Thawing Siberian bogs are releasing more of the greenhouse gas methane than previously believed, according to new scientific research.
Methane bubbles can be trapped in ice during the autumn freeze
Scientists from Russia and the US measured methane bubbling from a number of thawing lakes.
Writing in the journal Nature, they suggest the methane release is hastened by warmer temperatures, positively feeding back into global warming.
Methane's contribution to present-day global warming is second only to CO2.
The Intergovernmental Panel on Climate Change (IPCC) estimates that atmospheric concentrations are about two and a half times those seen in pre-industrial times.

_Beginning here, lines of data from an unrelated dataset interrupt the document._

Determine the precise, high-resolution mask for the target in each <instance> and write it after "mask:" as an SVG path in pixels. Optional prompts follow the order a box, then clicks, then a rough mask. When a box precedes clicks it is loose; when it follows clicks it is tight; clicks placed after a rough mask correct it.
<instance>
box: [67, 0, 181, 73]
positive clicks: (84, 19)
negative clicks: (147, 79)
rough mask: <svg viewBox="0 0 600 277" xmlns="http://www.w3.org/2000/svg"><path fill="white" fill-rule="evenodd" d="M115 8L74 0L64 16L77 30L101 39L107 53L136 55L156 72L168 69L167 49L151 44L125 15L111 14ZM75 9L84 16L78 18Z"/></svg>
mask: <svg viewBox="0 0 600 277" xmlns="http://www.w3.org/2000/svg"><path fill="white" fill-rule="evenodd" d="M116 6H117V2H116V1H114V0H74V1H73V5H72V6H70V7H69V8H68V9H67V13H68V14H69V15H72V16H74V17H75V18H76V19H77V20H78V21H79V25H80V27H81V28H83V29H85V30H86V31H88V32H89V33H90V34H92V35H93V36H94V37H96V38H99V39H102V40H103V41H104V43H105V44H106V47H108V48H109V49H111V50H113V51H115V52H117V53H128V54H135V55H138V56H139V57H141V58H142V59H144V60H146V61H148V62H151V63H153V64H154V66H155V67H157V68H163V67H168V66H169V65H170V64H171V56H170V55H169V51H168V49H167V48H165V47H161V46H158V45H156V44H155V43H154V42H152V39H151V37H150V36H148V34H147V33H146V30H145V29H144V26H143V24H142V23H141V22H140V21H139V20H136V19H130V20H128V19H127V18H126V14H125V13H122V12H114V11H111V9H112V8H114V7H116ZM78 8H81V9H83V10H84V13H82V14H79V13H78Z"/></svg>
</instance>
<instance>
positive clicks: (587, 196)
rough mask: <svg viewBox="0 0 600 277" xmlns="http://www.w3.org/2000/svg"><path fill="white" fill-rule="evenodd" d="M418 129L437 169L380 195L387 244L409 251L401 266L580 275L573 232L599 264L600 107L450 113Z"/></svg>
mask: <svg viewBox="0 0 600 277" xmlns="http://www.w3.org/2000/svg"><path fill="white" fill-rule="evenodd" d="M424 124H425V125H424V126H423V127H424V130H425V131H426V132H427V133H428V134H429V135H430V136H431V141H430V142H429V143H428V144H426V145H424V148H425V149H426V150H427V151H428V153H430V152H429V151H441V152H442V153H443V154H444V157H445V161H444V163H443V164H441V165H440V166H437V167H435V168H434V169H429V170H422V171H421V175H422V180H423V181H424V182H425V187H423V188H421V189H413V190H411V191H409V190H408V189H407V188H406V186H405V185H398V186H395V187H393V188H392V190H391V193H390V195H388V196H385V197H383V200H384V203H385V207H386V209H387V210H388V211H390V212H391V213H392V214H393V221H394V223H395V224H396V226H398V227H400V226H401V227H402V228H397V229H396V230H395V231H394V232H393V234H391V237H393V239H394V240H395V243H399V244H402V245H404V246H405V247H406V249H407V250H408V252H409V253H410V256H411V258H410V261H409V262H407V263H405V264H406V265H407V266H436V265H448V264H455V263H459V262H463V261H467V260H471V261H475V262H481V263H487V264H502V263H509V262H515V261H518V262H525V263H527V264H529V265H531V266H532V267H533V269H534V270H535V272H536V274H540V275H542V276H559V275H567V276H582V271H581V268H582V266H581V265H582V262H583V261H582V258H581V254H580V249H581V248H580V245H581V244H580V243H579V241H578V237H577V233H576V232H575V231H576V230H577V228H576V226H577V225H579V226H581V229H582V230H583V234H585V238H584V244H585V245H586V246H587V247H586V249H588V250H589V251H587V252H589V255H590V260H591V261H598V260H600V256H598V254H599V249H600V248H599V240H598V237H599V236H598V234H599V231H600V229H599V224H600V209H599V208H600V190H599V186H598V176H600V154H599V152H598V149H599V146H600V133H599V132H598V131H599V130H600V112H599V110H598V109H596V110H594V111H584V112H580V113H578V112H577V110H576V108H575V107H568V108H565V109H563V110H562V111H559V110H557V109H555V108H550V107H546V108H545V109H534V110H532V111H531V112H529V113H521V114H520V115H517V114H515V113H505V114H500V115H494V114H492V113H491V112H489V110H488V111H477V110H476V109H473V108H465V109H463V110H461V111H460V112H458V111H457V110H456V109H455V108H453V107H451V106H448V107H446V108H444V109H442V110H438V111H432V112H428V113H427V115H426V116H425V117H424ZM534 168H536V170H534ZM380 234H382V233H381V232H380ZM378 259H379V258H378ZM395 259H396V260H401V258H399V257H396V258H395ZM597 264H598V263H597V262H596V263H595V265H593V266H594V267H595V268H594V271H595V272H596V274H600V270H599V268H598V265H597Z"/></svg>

"Thaw lakes in north Siberia are known to emit methane, but the magnitude of these emissions remains uncertain," the scientists write.
"We show that methane flux from thaw lakes in our study region may be five times greater than previously estimated."
The lakes are produced in summers when land which is usually permanently frozen - permafrost - melts.
The study depended on the systematic deployment of bubble traps on two lakes in the Cherskii region of Siberia, supplemented by ground-based and aerial observations of a further 95 lakes.
Katey Walker from the University of Alaska at Fairbanks and her colleagues calculate that across the region, thaw lakes lakes emit 3.8 teragrams (Tg, million million grams) per year.
The contribution of these lakes is small compared to the IPCC estimate of total global methane production, 600 Tg per year.
More than half of this total comes from human activities, notably farming.
The importance of the Siberian release may lie in the relationship between warming and methane production.
If a high release rate of a greenhouse gas is being triggered by rising temperatures, that will in turn stimulate still higher temperatures - a positive feedback mechanism.
Extra context comes from the age of the emerging gas. Using radiocarbon techniques, the researchers showed that some of the escaping methane molecules had been formed more than 40,000 years ago.
The area of the planet covered by permafrost is projected to shrink as the surface warms.
Boreholes in permafrost in Svalbard, Norway, indicate that ground temperatures rose 0.4C over the past decade, four times faster than they did in the previous century.